Re: nvarchar notation accepted?

Lists: pgsql-hackers
From: Jaime Casanova <jaime(at)2ndquadrant(dot)com>
To: PostgreSQL-development <pgsql-hackers(at)postgresql(dot)org>
Subject: nvarchar notation accepted?
Date: 2010-05-13 22:31:55
Message-ID: AANLkTilm8PWD3RAiRiAn548h1Zv7Lb-HcB7n-Sbw0eJS@mail.gmail.com
Views: Raw Message | Whole Thread | Download mbox | Resend email
Lists: pgsql-hackers

Hi,

i migrate a ms sql server database to postgres and was trying some
queries from the application to find if everything works right...
when i was looking to those queries i found some that has a notation
for nvarchar (ej: campo = N'sometext')
i was expecting those to fail but this actually works, is that fine? i
know, we can use E'' strings but N'' ones are no where documented, so
can i rely on those or i have to change those strings?

"""
create table t1_nvarchar(col1 text);
insert into t1_nvarchar values (N'texto');
"""

--
Jaime Casanova www.2ndQuadrant.com
Soporte y capacitación de PostgreSQL


From: Takahiro Itagaki <itagaki(dot)takahiro(at)oss(dot)ntt(dot)co(dot)jp>
To: Jaime Casanova <jaime(at)2ndquadrant(dot)com>
Cc: PostgreSQL-development <pgsql-hackers(at)postgresql(dot)org>
Subject: Re: nvarchar notation accepted?
Date: 2010-05-14 03:13:09
Message-ID: 20100514121309.A450.52131E4D@oss.ntt.co.jp
Views: Raw Message | Whole Thread | Download mbox | Resend email
Lists: pgsql-hackers


Jaime Casanova <jaime(at)2ndquadrant(dot)com> wrote:

> i migrate a ms sql server database to postgres and was trying some
> queries from the application to find if everything works right...
> when i was looking to those queries i found some that has a notation
> for nvarchar (ej: campo = N'sometext')

Do you have documentation for N'...' literal in SQLServer?
Does it mean unicode literal? What is the difference from U& literal?
http://developer.postgresql.org/pgdocs/postgres/sql-syntax-lexical.html

PostgreSQL doesn't have nvarchar types (UTF16 in MSSQL), and only
have mutlti-tyte characters. So I think you can remove N and just
use "SET client_encoding = UTF8" in the cases.

Regards,
---
Takahiro Itagaki
NTT Open Source Software Center


From: Tom Lane <tgl(at)sss(dot)pgh(dot)pa(dot)us>
To: Takahiro Itagaki <itagaki(dot)takahiro(at)oss(dot)ntt(dot)co(dot)jp>
Cc: Jaime Casanova <jaime(at)2ndquadrant(dot)com>, PostgreSQL-development <pgsql-hackers(at)postgresql(dot)org>
Subject: Re: nvarchar notation accepted?
Date: 2010-05-14 03:52:18
Message-ID: 13387.1273809138@sss.pgh.pa.us
Views: Raw Message | Whole Thread | Download mbox | Resend email
Lists: pgsql-hackers

Takahiro Itagaki <itagaki(dot)takahiro(at)oss(dot)ntt(dot)co(dot)jp> writes:
> Jaime Casanova <jaime(at)2ndquadrant(dot)com> wrote:
>> i migrate a ms sql server database to postgres and was trying some
>> queries from the application to find if everything works right...
>> when i was looking to those queries i found some that has a notation
>> for nvarchar (ej: campo = N'sometext')

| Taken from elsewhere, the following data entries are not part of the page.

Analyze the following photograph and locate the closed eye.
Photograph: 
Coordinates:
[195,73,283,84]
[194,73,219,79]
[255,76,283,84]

> Do you have documentation for N'...' literal in SQLServer?
> Does it mean unicode literal? What is the difference from U& literal?
> http://developer.postgresql.org/pgdocs/postgres/sql-syntax-lexical.html

> PostgreSQL doesn't have nvarchar types (UTF16 in MSSQL), and only
> have mutlti-tyte characters. So I think you can remove N and just
> use "SET client_encoding = UTF8" in the cases.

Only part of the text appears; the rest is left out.